Options are kind of like stocks except that the have a time element. With a stock you just have to pick the right stock. With options you have to pick the right stock and you also have to pick when price movement happens.
Some people mitigate the risk by only committing small percentage of their cash to a certain position. For example, the Apple April 600 call was selling at the close $14.45/share. Options lots are sold by the 100, so a lot would cost you $1445.00. So lets say you have $10K to invest, you could risk 1445.00 for one contract of Apple April 600. The most you could lose is $1445 (the price you paid) and you would still have $8555 ($10K-$1445) for further trading.
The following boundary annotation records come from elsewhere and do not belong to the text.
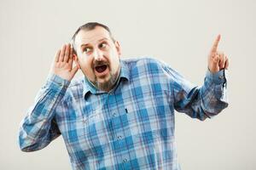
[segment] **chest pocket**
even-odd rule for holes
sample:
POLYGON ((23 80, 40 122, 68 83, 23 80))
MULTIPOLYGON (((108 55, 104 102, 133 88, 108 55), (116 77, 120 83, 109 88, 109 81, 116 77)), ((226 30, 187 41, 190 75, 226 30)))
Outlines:
POLYGON ((156 138, 167 136, 167 133, 170 133, 168 122, 172 123, 172 116, 170 114, 166 92, 145 91, 143 96, 131 98, 125 102, 127 119, 134 124, 131 126, 131 133, 135 137, 135 140, 150 143, 156 138), (131 103, 131 100, 134 102, 131 103))

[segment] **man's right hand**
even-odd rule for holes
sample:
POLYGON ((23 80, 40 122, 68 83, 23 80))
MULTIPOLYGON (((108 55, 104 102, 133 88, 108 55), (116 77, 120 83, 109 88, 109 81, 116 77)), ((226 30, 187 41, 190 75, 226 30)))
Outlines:
POLYGON ((79 70, 79 65, 73 67, 74 54, 70 43, 63 45, 55 56, 51 72, 61 76, 63 79, 71 81, 79 70))

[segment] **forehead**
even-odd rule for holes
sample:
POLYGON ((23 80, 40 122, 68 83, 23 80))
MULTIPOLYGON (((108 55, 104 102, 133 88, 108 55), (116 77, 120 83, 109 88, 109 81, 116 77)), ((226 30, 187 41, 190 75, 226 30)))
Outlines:
POLYGON ((99 40, 107 38, 111 40, 109 32, 101 26, 96 26, 90 31, 81 30, 75 39, 77 45, 96 43, 99 40))

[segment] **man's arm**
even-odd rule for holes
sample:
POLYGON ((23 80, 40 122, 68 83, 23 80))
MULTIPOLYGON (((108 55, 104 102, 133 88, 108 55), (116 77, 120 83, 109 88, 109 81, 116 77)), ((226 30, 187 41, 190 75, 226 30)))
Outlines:
POLYGON ((19 144, 23 151, 43 149, 61 133, 55 121, 56 107, 61 102, 70 81, 78 71, 73 68, 73 54, 70 44, 59 50, 46 84, 20 125, 19 144))
POLYGON ((203 86, 195 87, 172 68, 166 68, 172 79, 174 108, 201 121, 216 116, 228 106, 225 69, 229 60, 224 53, 217 51, 219 40, 218 35, 208 56, 208 71, 203 86))

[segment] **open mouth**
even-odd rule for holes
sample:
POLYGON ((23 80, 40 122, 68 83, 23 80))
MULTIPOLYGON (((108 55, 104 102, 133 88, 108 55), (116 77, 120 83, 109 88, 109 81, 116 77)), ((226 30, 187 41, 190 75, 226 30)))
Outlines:
POLYGON ((97 65, 95 67, 95 70, 99 72, 99 73, 102 73, 104 71, 106 71, 108 65, 97 65))

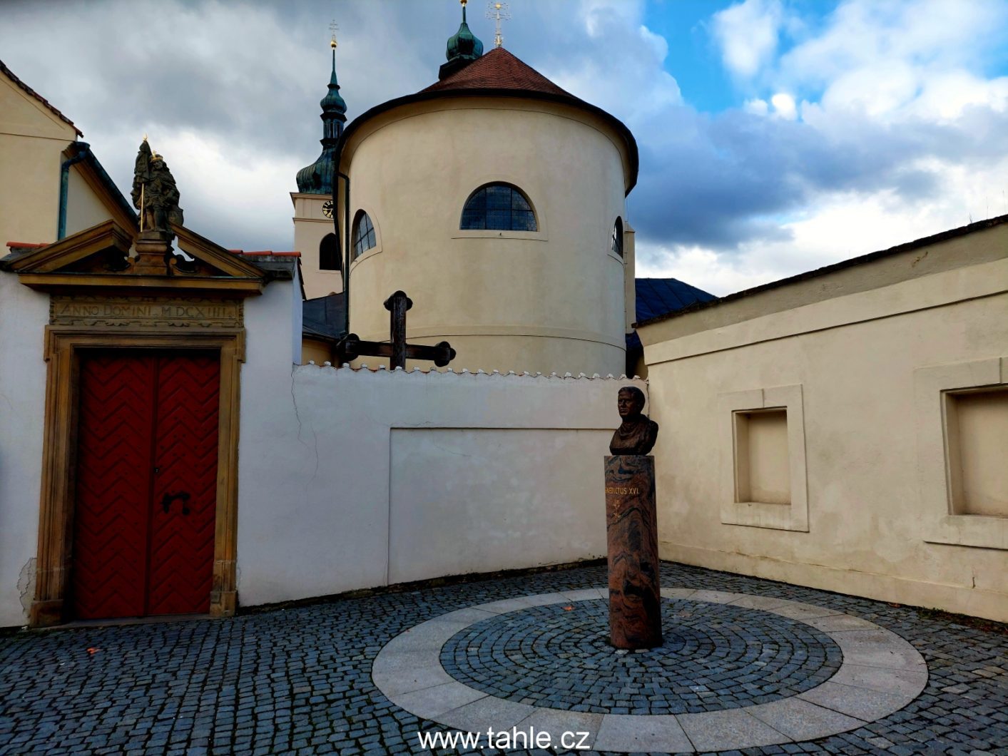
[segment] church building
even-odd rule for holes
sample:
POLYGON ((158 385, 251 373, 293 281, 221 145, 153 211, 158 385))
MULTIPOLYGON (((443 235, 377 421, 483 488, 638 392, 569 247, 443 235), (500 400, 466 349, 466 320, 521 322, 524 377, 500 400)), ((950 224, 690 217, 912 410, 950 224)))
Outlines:
POLYGON ((460 368, 625 373, 633 135, 503 46, 484 53, 462 14, 437 82, 346 127, 334 49, 323 152, 291 195, 305 293, 342 292, 349 330, 381 341, 402 289, 410 339, 451 342, 460 368))

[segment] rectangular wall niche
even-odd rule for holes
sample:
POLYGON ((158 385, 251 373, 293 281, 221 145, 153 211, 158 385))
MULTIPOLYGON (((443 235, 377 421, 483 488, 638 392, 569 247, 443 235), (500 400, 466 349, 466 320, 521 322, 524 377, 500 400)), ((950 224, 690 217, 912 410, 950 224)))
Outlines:
POLYGON ((790 504, 787 408, 734 414, 735 501, 790 504))
POLYGON ((1008 389, 944 397, 952 514, 1008 517, 1008 389))
POLYGON ((721 521, 808 532, 801 385, 718 395, 721 521))

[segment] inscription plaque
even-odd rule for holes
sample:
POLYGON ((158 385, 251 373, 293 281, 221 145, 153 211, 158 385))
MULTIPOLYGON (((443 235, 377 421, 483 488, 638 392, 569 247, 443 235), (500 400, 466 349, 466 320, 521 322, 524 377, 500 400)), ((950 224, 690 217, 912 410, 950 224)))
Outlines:
POLYGON ((49 301, 49 324, 150 329, 240 329, 243 309, 241 299, 53 294, 49 301))

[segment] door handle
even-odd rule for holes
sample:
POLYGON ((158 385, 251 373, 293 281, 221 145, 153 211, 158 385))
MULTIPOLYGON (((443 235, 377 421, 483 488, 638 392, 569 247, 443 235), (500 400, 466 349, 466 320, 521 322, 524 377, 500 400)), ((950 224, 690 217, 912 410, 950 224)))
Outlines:
POLYGON ((165 492, 164 498, 161 499, 161 509, 163 509, 165 513, 167 513, 167 511, 171 508, 171 502, 173 502, 175 499, 178 499, 182 503, 182 514, 188 514, 190 513, 188 491, 179 491, 178 493, 175 494, 169 494, 165 492))

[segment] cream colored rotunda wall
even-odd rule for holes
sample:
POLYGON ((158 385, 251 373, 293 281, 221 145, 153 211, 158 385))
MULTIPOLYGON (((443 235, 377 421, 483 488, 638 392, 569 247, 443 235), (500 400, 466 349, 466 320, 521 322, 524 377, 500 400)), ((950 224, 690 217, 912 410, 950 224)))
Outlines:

Apple would need to reach $614.45 at or before April 20th, 2013 (the strike price $600 plus the price you paid $14.45). If it is below $600 you lose all $1445. In between you would get some percentage back of your original investment. The nice thing with options is that you capture all of the upside. So for example, if Apple reports record sales in January and the stock comes roaring back to $700 by April 20th, the profit from your option contract would be $700 - $600 - $14.45 = $85.85 per share * 100 = $8585. 592% profit in 3 months. And, of course, since you are capturing all of the upside, if it goes even higher than that it gets even better.
So options are high risk (you could easily lose all of the money you paid), but also high reward (you capture all of the upside).
Another way to minimize risk is to try to make sure that the company is performing in the way that you expect. For example, how are Apple sales doing this holiday season?
"the iPhone registered its highest-ever share of the U.S. smartphone sales: 53.3%, up from 35.8% a year earlier"
Apple had a monster quarter a year ago after the holiday season and so far, from what I can tell, sales are even better this year, so I think the odds are the stock price will bounce back and I think the holiday sales earnings announcement in January will be the catalyst, so I felt comfortable not only with the stock (Apple) but also with the time element inherent in options.
I could get lucky and other things could also act as a catalyst, such as an Apple TV announcement, or they decide to split the stock or raise the dividend, but I have no insight into when those might occur.
Of course nothing has happened yet, so we shall see. You pay your money and you take your chances.